En clair, il faut admettre que son style rend difficile l’accès de sa pensée et exige une concentration optimale de la part du lecteur.
Issu d’une famille d’artisans modestes, orphelin de père peu après sa naissance, le garçonnet, qui aidait sa mère et sa grand-mère rempailleuses de chaises, ne perçut de cette vie laborieuse que l'allégresse, le rythme et la satisfaction du travail accompli. L'Argent (1913), témoigne de la nostalgie de cette enfance idéalisée avec le temps, regard qu’il ne porta pas toujours avec la même indulgence.
Boursier, il obtint son baccalauréat puis le concours d'entrée à l'Ecole normale supérieure pour devenir instituteur, diplôme qu’il ne décrocha pas.
Jeune homme ardent à la forte personnalité, ce fut l’heure de ses premiers engagements politiques avec le socialisme dont la figure de Jean Jaurès le fascinait. Il se forgea alors une vision personnelle du socialisme faite de rêve, de fraternité et de convictions tirées de sa culture chrétienne, même s’il n’avait plus la foi, bien éloignée d’une idéologie à inculquer.
Grâce à la dot de sa femme, il ouvrit une librairie socialiste qui périclita et où il se retrouva simple gérant appointé. L’affaire Dreyfus, dans laquelle il ne voulut voir qu’une sublime controverse de morale politique, l’éloigna de ses amis socialistes. Il reprit sa liberté à l’égard de toute consigne du parti et, en 1900, fonda les Cahiers de la Quinzaine, réalisation de son rêve d’un « journal vrai ».

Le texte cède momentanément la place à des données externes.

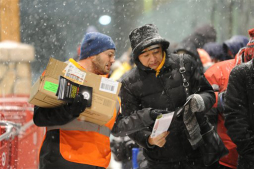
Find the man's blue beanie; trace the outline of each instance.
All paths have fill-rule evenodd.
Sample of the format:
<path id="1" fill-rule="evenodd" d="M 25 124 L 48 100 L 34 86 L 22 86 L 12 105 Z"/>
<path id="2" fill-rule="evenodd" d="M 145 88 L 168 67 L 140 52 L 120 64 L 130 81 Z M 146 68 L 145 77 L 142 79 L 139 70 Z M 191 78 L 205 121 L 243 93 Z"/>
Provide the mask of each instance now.
<path id="1" fill-rule="evenodd" d="M 87 33 L 81 43 L 79 60 L 97 55 L 109 49 L 116 49 L 111 37 L 99 32 Z"/>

Jusqu’alors internationaliste et pacifiste, en 1905, le « coup de tonnerre » de Tanger bouleversa ses perspectives intellectuelles et politiques en lui faisant découvrir la réalité charnelle de la patrie face à la menace allemande. Désormais, héritier à la reconquête de sa race, de sa terre et de ses traditions, il évolua vers le nationalisme : Notre Patrie (1905).
Se méfiant du monde clérical, il glissa vers un catholicisme païen, au sens de paganus (paysan), étrange et poétique où les affaires de Dieu sont souvent confondues avec une mystique de l’héroïsme et du messianisme national français. Ainsi, son Mystère de la charité de Jeanne d’Arc (1910) était-il une refonte de sa Jeanne d’Arc socialiste de 1897. Jeanne, qu’il chérissait avec l’émotion d’un Villon et la familiarité d’un contemporain pour une paysanne.

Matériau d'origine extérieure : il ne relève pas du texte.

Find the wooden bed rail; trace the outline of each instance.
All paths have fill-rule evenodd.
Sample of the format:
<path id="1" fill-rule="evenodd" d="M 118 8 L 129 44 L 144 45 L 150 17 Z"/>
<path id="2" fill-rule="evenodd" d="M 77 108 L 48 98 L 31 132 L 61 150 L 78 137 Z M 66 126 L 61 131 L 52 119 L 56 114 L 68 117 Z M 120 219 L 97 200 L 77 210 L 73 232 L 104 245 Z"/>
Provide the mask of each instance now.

Dans ses œuvres suivantes, il édifia un des sommets de la poésie chrétienne française avec en fond les valeurs traditionnelles de l'homme : son humble travail, sa terre, sa famille.

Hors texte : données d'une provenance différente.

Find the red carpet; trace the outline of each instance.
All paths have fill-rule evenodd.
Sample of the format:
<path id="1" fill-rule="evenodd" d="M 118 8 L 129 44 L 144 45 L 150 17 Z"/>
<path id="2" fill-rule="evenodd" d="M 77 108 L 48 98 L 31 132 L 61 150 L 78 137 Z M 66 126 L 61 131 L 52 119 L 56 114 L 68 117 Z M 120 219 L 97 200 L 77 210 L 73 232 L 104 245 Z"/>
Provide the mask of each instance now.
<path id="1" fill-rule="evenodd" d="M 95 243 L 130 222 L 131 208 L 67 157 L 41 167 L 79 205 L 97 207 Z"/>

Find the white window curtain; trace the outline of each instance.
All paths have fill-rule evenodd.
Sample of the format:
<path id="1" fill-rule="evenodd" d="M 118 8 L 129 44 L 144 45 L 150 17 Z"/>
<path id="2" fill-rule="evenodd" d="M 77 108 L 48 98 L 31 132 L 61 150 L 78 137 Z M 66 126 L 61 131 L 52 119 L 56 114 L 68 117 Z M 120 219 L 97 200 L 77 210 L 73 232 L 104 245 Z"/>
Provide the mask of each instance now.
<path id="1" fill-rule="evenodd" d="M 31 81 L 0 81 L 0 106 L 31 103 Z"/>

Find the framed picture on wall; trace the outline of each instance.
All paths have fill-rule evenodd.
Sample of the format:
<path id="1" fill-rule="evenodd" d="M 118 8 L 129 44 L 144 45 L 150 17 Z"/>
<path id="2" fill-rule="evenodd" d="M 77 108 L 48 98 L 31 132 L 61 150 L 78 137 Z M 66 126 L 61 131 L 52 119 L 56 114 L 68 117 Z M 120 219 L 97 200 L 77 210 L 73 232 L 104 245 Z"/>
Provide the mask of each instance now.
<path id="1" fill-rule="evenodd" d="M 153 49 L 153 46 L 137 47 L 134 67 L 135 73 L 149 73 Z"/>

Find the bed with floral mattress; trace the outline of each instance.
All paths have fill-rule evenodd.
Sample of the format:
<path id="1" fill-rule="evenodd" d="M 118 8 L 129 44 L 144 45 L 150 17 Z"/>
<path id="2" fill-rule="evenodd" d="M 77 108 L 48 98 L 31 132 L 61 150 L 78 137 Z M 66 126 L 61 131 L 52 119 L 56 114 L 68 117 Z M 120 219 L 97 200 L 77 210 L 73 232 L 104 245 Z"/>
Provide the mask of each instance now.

Dédaigné par la plupart des grands écrivains de son temps, il devint le chef d’une petite chapelle non sans influence sur une partie de la jeunesse que fréquentèrent de nombreuses grandes plumes en devenir.
Obsédé par la perspective d’une guerre imminente, il rêvait d’être le rassembleur de toutes les traditions françaises et dénonçait l’esprit de capitulation incarné à ses yeux par Jaurès. Aussi est-ce avec une sorte de soulagement et d’allégresse qu’il rejoignit son affectation de lieutenant d’infanterie aux premiers jours de la Première Guerre mondiale.
Le 5 septembre 1914, pendant les combats de la bataille de l'Ourcq -premier acte de la bataille de la Marne- alors qu'il exhortait sa compagnie à ne pas céder un pouce de terre française à l'ennemi, il fut tué d'une balle au front.
Son corps et ceux des officiers et soldats tombés en bordure du chemin menant de Villeroy à Chauconin furent inhumés les 7 et 8 septembre 1914 près de l’endroit où la mort les faucha.
Dans le silence qui a remplacé le fracas de la bataille, ce cimetière ne ressemble à aucun autre. Pas d’alignements de croix, mais un petit enclos propret au bord de la route, plutôt ossuaire que cimetière. Le terme de Grande Tombe est bien choisi pour cette sépulture renfermant les corps de 133 soldats. Selon un témoin, Charles Péguy reposerait à l'une des extrémités de la fosse, la tête vers la route. Sur le monument, érigé en 1932, sont gravés 99 noms, 34 corps n’ayant pu être identifiés.